Énergie nucléaire : Au japon, la nouvelle autorité renforce drastiquement les règles

De nombreuses municipalités japonaises seront dans l’obligation de revoir leur plan d'évacuation des habitants prévu en cas de catastrophe nucléaire. En effet, cette décision est la conséquence des travaux lancés par la NRA (Nuclear Regulatory Authority), nouvelle instance japonaise de régulation du nucléaire.

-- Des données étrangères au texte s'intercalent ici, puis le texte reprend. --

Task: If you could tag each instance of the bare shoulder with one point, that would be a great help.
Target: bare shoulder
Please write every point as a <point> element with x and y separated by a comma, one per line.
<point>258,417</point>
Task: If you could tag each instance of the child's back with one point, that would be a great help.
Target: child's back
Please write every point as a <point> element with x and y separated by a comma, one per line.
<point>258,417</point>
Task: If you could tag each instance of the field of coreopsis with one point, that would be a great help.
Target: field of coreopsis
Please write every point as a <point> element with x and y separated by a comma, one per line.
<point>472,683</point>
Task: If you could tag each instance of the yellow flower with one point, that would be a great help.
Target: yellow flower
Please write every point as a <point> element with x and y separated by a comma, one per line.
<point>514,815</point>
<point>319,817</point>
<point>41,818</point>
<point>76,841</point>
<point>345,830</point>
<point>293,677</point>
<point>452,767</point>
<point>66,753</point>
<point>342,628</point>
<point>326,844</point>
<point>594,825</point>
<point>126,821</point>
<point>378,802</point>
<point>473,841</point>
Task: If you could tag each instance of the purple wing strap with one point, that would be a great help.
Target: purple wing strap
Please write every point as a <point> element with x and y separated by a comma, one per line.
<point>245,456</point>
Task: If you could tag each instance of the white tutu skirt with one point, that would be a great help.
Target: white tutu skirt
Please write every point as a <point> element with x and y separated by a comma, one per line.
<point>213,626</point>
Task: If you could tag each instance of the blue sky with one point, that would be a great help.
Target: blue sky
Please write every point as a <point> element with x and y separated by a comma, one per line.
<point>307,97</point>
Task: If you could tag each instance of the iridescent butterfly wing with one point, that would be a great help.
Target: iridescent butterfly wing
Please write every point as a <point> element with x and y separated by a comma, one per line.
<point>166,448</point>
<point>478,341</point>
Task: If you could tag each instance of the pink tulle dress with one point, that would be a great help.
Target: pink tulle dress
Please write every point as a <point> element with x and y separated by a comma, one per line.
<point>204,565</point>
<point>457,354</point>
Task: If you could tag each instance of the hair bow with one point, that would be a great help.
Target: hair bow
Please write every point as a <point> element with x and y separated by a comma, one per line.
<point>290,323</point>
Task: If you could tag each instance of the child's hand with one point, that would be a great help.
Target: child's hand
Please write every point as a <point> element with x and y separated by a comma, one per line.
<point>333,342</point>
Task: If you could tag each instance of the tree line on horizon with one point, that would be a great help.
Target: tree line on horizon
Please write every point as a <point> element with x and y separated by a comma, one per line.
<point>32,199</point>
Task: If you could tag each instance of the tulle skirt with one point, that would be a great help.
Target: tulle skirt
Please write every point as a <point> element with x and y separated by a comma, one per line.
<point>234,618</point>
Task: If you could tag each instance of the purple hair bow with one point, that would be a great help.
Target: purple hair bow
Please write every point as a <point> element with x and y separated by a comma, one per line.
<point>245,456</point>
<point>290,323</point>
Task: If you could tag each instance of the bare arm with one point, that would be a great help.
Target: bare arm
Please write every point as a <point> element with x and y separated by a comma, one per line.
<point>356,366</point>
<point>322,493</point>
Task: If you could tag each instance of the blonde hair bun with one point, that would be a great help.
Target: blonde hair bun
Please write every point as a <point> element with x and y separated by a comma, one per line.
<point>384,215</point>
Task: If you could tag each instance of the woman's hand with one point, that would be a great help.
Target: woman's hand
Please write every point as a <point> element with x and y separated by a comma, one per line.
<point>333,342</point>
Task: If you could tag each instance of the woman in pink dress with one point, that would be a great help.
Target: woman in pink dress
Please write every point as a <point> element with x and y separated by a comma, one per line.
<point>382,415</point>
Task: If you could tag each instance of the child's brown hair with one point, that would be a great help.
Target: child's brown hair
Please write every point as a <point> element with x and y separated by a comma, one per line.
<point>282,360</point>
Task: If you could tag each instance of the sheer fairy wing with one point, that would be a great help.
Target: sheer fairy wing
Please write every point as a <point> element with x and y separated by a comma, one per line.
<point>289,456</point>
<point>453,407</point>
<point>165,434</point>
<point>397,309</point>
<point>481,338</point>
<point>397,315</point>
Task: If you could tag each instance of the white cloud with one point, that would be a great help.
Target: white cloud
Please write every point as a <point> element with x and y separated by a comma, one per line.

Centrale nucléaire : Les règles se voient renforcées

L’agence est chargée de définir les nouvelles règles de suretés du nucléaire. À noter que ce projet a pour but de redémarrer 48 des 50 réacteurs japonais qui sont aujourd'hui à l'arrêt. Pour ce faire, l’agence a mené une étude sur les éventuelles retombées radioactives en cas d’accident similaire à celle survenue à Fukushima dans chacune des seize centrales du pays. D'après cette étude, des contaminations radioactives d'un niveau supérieur à 100 millisieverts (mSv) (à noter que 10 mSv est la dose admissible) pourraient être émises dans un rayon de 30 km. Selon l’agence internationale de l'énergie atomique (AIEA), ce niveau correspond à la limite obligeant l'évacuation des populations.

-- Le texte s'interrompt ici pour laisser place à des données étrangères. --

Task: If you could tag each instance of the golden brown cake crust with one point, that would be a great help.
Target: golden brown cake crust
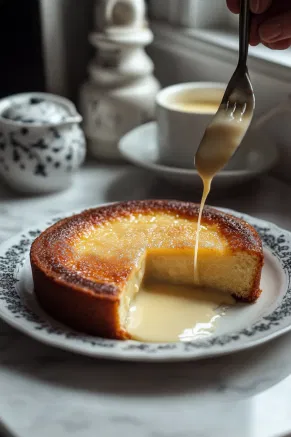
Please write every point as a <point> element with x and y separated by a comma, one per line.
<point>61,290</point>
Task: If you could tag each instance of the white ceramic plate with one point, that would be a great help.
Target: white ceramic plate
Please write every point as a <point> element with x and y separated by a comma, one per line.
<point>245,326</point>
<point>256,155</point>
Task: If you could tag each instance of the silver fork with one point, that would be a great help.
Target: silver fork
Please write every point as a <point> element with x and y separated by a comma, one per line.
<point>239,95</point>
<point>235,111</point>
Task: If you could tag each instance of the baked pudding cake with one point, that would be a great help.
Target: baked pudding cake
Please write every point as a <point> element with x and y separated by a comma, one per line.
<point>87,269</point>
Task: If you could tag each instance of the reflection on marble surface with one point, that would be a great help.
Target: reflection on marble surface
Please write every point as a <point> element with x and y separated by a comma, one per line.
<point>45,392</point>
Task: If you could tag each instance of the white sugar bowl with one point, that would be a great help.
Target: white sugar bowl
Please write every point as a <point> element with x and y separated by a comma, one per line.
<point>42,145</point>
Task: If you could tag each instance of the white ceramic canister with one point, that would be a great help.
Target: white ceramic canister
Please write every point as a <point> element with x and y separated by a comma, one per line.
<point>41,142</point>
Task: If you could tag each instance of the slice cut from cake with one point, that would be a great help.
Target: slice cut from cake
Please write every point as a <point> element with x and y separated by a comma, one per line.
<point>88,268</point>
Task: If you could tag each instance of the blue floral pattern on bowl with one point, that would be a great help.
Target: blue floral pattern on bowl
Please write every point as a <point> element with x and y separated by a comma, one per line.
<point>41,142</point>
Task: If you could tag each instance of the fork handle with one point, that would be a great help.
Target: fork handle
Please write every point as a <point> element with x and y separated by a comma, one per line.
<point>244,31</point>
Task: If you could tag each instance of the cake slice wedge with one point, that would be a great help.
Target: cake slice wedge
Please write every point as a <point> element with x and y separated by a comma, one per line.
<point>88,268</point>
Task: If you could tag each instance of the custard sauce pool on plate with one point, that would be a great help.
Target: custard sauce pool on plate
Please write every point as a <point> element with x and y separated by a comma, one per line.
<point>171,313</point>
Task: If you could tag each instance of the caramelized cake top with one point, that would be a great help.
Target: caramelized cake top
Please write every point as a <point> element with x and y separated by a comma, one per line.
<point>98,249</point>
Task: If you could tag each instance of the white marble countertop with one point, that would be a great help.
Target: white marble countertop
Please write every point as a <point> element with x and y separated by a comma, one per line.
<point>45,392</point>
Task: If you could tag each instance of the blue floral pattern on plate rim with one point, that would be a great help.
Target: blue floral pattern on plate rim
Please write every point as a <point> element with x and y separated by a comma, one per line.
<point>37,324</point>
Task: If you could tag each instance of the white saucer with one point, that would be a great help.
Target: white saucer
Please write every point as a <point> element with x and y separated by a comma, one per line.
<point>256,155</point>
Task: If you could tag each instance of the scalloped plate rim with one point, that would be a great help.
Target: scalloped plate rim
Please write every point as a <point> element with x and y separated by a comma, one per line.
<point>164,352</point>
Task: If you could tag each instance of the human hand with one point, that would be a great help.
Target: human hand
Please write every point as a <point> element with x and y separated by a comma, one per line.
<point>271,23</point>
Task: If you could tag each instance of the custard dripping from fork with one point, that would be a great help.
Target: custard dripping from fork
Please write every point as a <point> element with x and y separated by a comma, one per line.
<point>220,142</point>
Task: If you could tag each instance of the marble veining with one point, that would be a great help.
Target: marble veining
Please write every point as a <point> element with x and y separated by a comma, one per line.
<point>45,392</point>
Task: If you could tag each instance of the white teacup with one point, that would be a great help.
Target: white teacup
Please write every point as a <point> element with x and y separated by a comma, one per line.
<point>183,113</point>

En se basant sur ses calculs, la NRA impose désormais aux municipalités installées à moins de 30 km des centrales de mettre en place des plans d'évacuation. À noter qu’auparavant, seules les villes situées dans un rayon de 10 km se devaient de le faire. Le président de la NRA Shunichi Tanaka, ancien vice-président de la Commission japonaise de l'énergie atomique, et membre distingué du « village nucléaire » nippon a tenu à déclarer : « Nous ne pourrons obtenir le redémarrage des réacteurs arrêtés sans la mise en place de ces nouvelles règles ».

Inaugurée le 19 septembre dernier, la NRA remplace désormais l'Agence de sûreté nucléaire et industrielle (NISA) et la Commission de sûreté nucléaire (NSC). Pour rappel, ces deux organisations ont été récemment critiquées pour leur mauvaise gestion de la catastrophe de Fukushima survenu en 2011. La NRA est placée sous la tutelle du ministère de l'Environnement et bénéficie désormais d'un statut similaire à celui de la Commission de la concurrence. Cela devrait lui permettre de garantir son indépendance.

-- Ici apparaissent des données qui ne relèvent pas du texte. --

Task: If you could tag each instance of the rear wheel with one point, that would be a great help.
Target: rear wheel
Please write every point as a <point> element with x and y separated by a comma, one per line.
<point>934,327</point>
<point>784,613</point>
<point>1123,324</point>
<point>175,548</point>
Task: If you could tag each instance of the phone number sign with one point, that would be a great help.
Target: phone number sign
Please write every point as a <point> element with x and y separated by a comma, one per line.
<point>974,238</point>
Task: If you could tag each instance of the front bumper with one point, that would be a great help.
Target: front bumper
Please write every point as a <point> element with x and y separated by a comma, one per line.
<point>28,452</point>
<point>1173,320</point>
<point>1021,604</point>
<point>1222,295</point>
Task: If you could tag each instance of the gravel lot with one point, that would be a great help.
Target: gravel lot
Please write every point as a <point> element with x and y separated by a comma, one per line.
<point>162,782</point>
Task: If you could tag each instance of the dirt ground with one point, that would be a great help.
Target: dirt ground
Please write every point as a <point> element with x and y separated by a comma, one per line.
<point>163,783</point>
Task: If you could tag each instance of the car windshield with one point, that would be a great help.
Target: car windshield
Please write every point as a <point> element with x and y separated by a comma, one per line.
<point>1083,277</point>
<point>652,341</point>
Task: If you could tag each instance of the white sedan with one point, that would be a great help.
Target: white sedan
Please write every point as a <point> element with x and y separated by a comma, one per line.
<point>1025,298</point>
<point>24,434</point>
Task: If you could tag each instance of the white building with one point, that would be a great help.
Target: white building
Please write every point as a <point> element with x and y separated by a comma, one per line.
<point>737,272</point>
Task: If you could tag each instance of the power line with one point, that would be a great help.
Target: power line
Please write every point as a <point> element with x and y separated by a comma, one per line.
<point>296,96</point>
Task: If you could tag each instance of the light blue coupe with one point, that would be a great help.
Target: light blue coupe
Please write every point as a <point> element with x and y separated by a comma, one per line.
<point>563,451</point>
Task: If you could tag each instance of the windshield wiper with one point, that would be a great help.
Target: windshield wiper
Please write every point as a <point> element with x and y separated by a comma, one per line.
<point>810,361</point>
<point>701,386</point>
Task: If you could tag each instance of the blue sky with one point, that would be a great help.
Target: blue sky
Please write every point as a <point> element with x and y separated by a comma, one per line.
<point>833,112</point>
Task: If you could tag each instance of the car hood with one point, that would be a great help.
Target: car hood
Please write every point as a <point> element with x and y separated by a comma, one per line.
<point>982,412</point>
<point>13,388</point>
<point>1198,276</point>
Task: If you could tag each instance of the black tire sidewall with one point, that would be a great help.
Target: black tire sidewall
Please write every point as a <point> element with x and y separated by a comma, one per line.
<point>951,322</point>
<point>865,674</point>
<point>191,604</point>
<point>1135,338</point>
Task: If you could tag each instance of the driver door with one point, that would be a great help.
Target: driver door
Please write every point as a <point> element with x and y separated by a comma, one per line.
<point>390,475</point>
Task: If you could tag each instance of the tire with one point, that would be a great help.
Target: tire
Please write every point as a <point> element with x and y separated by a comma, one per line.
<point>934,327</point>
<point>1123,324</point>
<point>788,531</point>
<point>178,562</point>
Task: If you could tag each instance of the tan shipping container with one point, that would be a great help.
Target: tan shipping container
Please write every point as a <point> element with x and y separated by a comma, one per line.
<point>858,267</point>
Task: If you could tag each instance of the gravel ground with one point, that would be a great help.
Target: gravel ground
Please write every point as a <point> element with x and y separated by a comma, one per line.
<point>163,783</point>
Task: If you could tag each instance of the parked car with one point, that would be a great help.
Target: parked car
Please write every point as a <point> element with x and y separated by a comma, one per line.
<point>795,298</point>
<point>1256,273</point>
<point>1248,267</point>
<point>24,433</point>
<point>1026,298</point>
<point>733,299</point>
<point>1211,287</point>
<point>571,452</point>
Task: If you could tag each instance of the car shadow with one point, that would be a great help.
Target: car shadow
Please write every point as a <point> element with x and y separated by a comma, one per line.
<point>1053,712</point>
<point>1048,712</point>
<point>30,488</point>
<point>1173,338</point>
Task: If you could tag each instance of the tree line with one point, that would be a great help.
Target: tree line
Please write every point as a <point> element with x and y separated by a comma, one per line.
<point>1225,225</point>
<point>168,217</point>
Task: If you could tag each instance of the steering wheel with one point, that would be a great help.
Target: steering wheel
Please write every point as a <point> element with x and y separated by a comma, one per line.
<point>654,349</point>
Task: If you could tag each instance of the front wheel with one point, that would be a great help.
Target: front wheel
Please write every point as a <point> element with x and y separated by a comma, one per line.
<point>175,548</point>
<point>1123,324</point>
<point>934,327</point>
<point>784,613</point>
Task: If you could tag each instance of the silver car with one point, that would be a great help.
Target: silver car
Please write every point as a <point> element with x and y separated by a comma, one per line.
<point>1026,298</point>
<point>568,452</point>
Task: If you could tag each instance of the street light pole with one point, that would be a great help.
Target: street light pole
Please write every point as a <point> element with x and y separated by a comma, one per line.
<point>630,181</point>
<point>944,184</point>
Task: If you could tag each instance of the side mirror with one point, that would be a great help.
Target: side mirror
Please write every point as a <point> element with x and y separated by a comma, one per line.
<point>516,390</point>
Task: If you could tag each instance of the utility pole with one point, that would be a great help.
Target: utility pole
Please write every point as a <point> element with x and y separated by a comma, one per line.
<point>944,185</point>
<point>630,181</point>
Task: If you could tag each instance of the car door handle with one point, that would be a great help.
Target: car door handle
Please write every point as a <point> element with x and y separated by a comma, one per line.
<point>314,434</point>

Une volonté de redonner de la crédibilité au nucléaire au Japon

Depuis qu’elle a été inaugurée, la NRA multiplie les initiatives pour démontrer sa transparence et son indépendance, mais aussi son souhait « d'amélioration permanente des régulations pour que les dispositions japonaises représentent les standards les plus élevés du monde". Ainsi, elle a annoncé le 25 octobre dernier que les nouvelles normes de sûreté à venir imposeront aux compagnies d'électricité de rendre leurs centrales plus résistantes aux tsunamis, aux accidents d'avion, mais aussi aux attaques terroristes.

Le sismologue Kunihiko Shimazaki, qui compte parmi l'un des cinq commissaires dirigeant l’agence, a pour sa part évoqué une correction de la définition d'une faille active. En effet, une faille est considérée aujourd’hui comme active si elle a enregistré divers mouvements au cours des 130 000 dernières années. À noter que cette durée peut perdurer jusqu’à 400 000 ans. Cela devrait pousser les compagnies d'électricité à revoir la résistance de leurs installations nucléaires face aux éventuelles secousses sismiques. Tout ceci concerne la volonté des autorités de redonner de la crédibilité à la filière nucléaire japonaise.

Le 14 septembre dernier, le premier ministre Yoshihiko Noda a évoqué une baisse à zéro de la production d'électricité d'origine nucléaire d'ici 2040. Jusque-là, le gouvernement prévoit de relancer les réacteurs à l'arrêt, mais refuse toutefois de le faire sans l’accord des populations locales qu'il souhaite à tout prix rassurer.